True. Ingo and Michael were actually trying to track down something similar during most of the code sprint week (hence all of the additional memory-related kernel debugging features that were added). In any case, while the possibility of a leak is certainly there, the fact that the numbers have jumped as a whole isn't surprising at all since the listed usage was basically lying before that change.
comment:5 by , 13 years ago
Yeah, we noticed that the used memory number slowly but steadily increases. That was already the case before you fixed the number and it doesn't seem to have changed.
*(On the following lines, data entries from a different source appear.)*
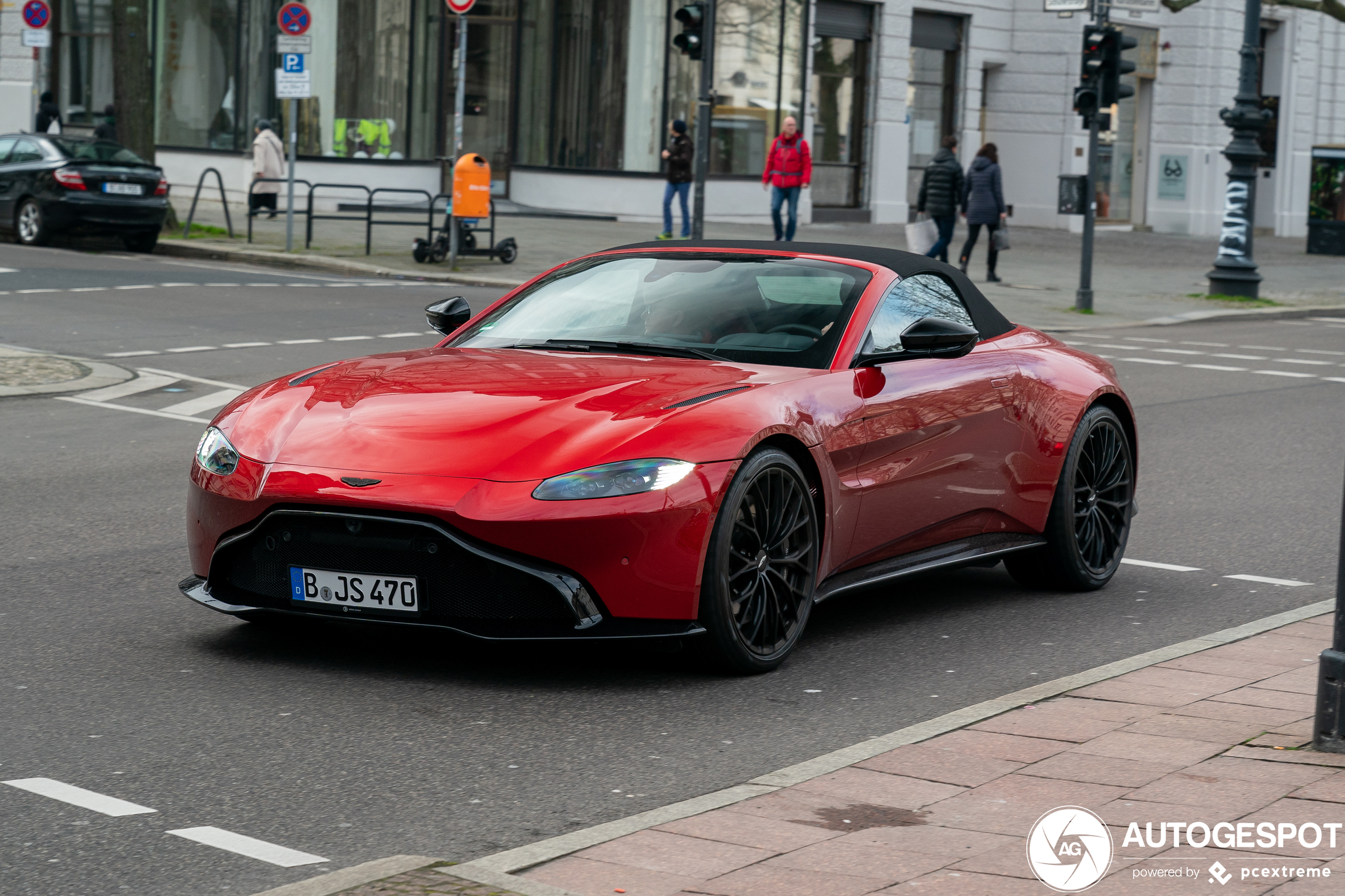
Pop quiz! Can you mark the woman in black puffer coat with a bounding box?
[959,144,1007,284]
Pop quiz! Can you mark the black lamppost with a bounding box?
[1205,0,1267,298]
[1313,467,1345,754]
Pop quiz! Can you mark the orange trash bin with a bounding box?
[453,152,491,218]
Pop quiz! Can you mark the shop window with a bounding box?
[156,0,238,149]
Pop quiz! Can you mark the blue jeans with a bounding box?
[770,187,803,239]
[926,212,957,262]
[663,183,692,237]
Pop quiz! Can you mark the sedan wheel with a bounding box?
[1005,406,1135,591]
[701,449,818,674]
[16,199,51,246]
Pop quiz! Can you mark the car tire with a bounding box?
[13,199,51,246]
[121,230,159,252]
[1005,404,1135,591]
[698,447,820,674]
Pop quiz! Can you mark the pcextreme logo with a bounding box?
[1028,806,1113,893]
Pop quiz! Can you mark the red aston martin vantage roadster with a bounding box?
[180,240,1135,672]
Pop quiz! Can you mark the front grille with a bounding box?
[210,513,573,621]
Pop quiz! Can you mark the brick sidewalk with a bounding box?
[322,616,1345,896]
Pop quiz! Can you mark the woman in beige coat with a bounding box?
[247,118,285,218]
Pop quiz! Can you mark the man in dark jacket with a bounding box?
[917,135,962,262]
[32,90,60,134]
[659,118,695,239]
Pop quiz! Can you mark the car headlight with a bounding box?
[196,426,238,476]
[533,458,695,501]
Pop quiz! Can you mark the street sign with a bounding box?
[276,33,313,54]
[23,0,51,28]
[276,3,313,35]
[276,68,313,99]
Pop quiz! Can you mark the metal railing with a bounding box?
[182,168,235,239]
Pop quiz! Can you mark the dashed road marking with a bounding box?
[0,778,159,816]
[165,826,331,868]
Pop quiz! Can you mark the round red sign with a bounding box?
[276,3,313,35]
[23,0,51,28]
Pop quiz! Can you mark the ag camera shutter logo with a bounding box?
[1028,806,1113,893]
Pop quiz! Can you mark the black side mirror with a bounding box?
[901,317,981,357]
[425,295,472,336]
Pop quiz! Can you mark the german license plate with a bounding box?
[289,567,419,616]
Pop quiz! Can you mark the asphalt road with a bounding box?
[0,246,1345,896]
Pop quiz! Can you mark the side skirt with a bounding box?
[812,532,1046,603]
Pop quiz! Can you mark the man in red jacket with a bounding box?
[761,115,812,240]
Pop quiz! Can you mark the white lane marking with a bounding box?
[136,367,247,390]
[1120,557,1200,572]
[0,778,159,816]
[55,395,210,423]
[159,390,245,417]
[1224,575,1312,589]
[79,371,180,402]
[165,826,331,868]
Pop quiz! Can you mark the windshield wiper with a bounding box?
[507,339,721,361]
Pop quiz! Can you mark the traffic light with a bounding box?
[1100,28,1139,106]
[672,3,705,60]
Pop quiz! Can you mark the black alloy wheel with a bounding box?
[1005,404,1135,591]
[701,447,820,674]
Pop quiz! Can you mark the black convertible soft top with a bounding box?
[605,239,1014,339]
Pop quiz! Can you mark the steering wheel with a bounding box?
[767,324,822,339]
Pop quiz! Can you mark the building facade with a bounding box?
[7,0,1345,237]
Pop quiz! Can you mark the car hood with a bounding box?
[217,348,810,482]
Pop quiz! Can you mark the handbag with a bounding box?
[990,223,1013,252]
[907,218,939,255]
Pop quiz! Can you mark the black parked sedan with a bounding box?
[0,134,168,252]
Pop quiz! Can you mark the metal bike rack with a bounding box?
[247,177,313,243]
[182,168,235,242]
[304,184,373,255]
[364,187,443,255]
The allocation tracking in the slab allocator showed us that the leak isn't memory allocated through the slab or the MemoryManager. Hence Michael added allocation tracking for pages. He mentioned that he did a quick run and saw that the pages were allocated by the page fault handler, which isn't all that surprising. It's definitely worth examining that issue further. Maybe it's even related to the VM related crashes that some people still seem to encounter quite often.
comment:6 by , 13 years ago
Replying to axeld:
Do you do anything in these 7 minutes? Does it continue to increase in that order over time?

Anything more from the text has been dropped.